I built a model and i wanted to assess the effect of 6 different independent variables, including interdependency, on a certain output. Not sure how to do that but what i did is that i assigned a Low and High level for each variable to minimze the number of runs. Then i used the Fit definitive screening method in JMP and i ran the multi regression model the program built and i used the logworth table to rank the effect of each variable.
Now the question is, is the methodology correct? and if not, what will be the best way to build a multi-regression analysis in JMP and calculate the p value/logworth for each variable as well as the interdependency
When using statistically designed experiments (DoE for short), 'design' and 'analysis' should go hand in hand. To reflect this, (in JMP 14 at least) there are two menu options under 'DOE > Definitive Screening', though the principle is general.
So, the answer to your question about the analysis will depend crucially on what runs you actually performed (your design). You say you used 'a Low and High level for each variable to minimze the number of run', and that you are interested in interactions between the six factors. Maybe you could use 'Tables > Anonymize' and post up the result? Then folks will have more to go on . . .

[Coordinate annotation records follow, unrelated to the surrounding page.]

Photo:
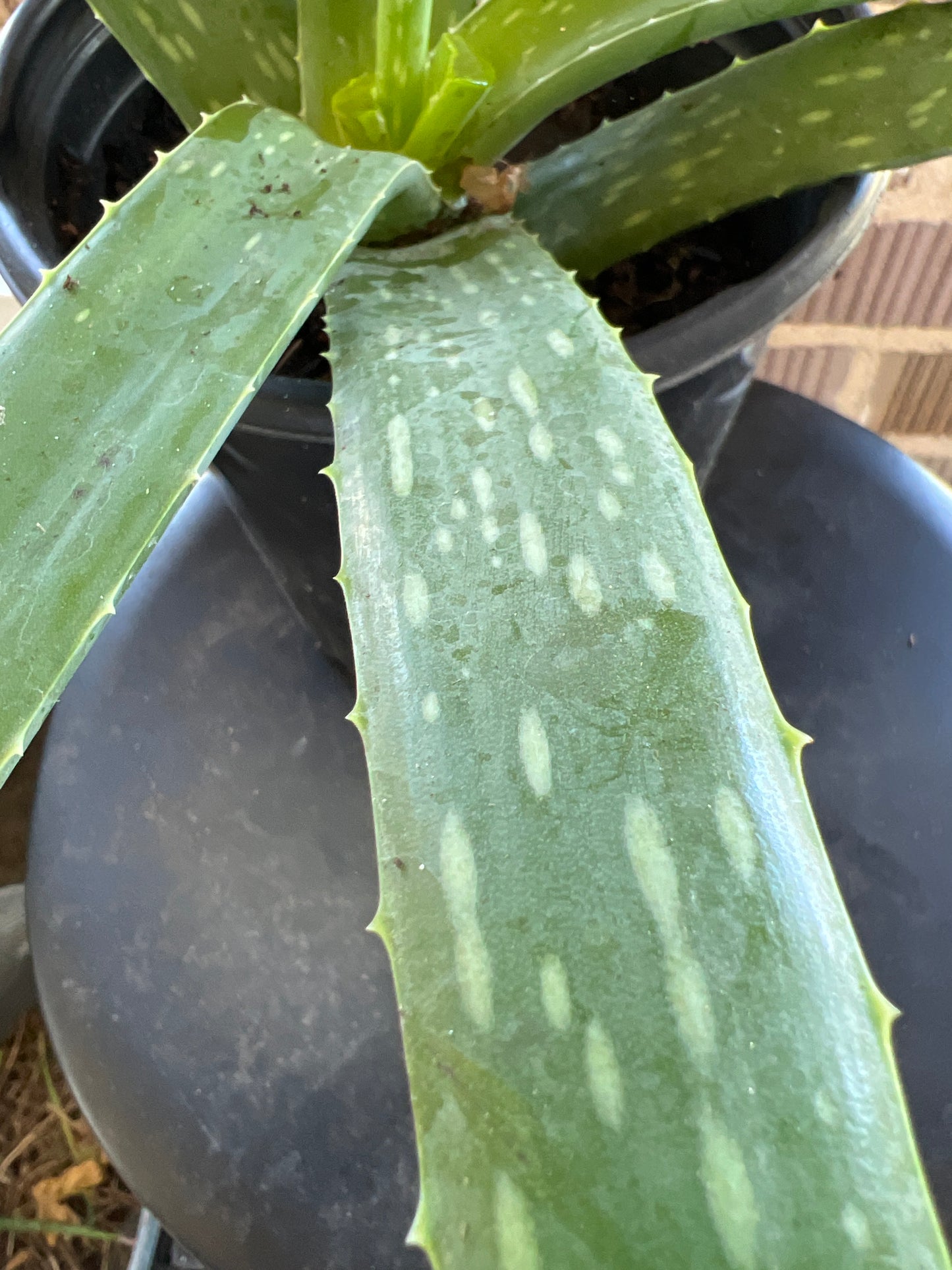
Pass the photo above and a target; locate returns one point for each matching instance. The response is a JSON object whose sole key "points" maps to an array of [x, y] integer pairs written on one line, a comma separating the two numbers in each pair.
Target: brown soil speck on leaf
{"points": [[495, 188]]}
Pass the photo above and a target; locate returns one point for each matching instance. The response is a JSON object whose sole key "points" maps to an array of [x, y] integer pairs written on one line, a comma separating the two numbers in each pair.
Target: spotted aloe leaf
{"points": [[204, 55], [338, 45], [123, 374], [638, 1024], [545, 55], [879, 97]]}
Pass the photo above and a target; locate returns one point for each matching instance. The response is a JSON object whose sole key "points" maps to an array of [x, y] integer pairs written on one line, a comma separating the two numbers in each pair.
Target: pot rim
{"points": [[675, 351]]}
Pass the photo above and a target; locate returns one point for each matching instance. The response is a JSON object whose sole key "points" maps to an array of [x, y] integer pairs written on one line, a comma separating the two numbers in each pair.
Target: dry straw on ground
{"points": [[53, 1176]]}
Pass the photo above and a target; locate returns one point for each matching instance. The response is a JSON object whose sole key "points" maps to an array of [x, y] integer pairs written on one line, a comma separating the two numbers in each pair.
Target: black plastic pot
{"points": [[69, 96], [202, 865]]}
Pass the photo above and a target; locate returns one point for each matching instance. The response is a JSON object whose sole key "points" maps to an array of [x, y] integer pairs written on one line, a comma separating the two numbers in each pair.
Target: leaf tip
{"points": [[418, 1236]]}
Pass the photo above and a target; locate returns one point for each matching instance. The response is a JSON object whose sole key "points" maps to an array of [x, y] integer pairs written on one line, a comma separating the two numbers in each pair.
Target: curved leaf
{"points": [[204, 55], [879, 98], [547, 53], [123, 374], [638, 1024]]}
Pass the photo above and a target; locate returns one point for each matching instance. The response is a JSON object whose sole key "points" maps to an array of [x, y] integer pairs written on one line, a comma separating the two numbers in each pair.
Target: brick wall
{"points": [[875, 341]]}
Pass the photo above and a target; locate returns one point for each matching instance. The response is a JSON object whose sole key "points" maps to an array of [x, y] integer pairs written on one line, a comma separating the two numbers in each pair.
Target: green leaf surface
{"points": [[338, 45], [123, 374], [204, 55], [547, 53], [403, 51], [638, 1024], [865, 96]]}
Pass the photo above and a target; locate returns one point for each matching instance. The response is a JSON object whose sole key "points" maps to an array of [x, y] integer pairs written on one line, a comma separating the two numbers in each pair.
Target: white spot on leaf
{"points": [[737, 831], [534, 751], [605, 1076], [516, 1234], [856, 1226], [583, 585], [608, 504], [457, 875], [556, 1000], [658, 575], [609, 444], [560, 343], [401, 460], [485, 415], [416, 598], [523, 391], [490, 530], [730, 1197], [541, 442], [483, 488]]}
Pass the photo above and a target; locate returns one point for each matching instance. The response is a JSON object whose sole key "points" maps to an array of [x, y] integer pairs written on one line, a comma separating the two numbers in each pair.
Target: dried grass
{"points": [[43, 1137]]}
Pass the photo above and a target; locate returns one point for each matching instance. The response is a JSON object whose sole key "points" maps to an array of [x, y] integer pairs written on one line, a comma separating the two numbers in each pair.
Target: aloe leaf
{"points": [[403, 51], [547, 53], [638, 1024], [204, 55], [125, 371], [878, 96], [338, 45]]}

Hi Ian Apologies for late reply, i guess now i have more understanding of what i really want to do
Basically i aim to do a sensitivity analysis to see which indp variable has the largest impact on my output. Now the thing is that my output comes from another model, in other words it is a deterministic model So first i assumed that the logworth value calculated by JMP give me a rank of most important factors But now i realize that my understanding is incorrect as the logworth is basically a p-value which give a probability that a factor is significant and not necessarily its impact So any recommendations of what i can do? Or even maybe JMP is not suitable?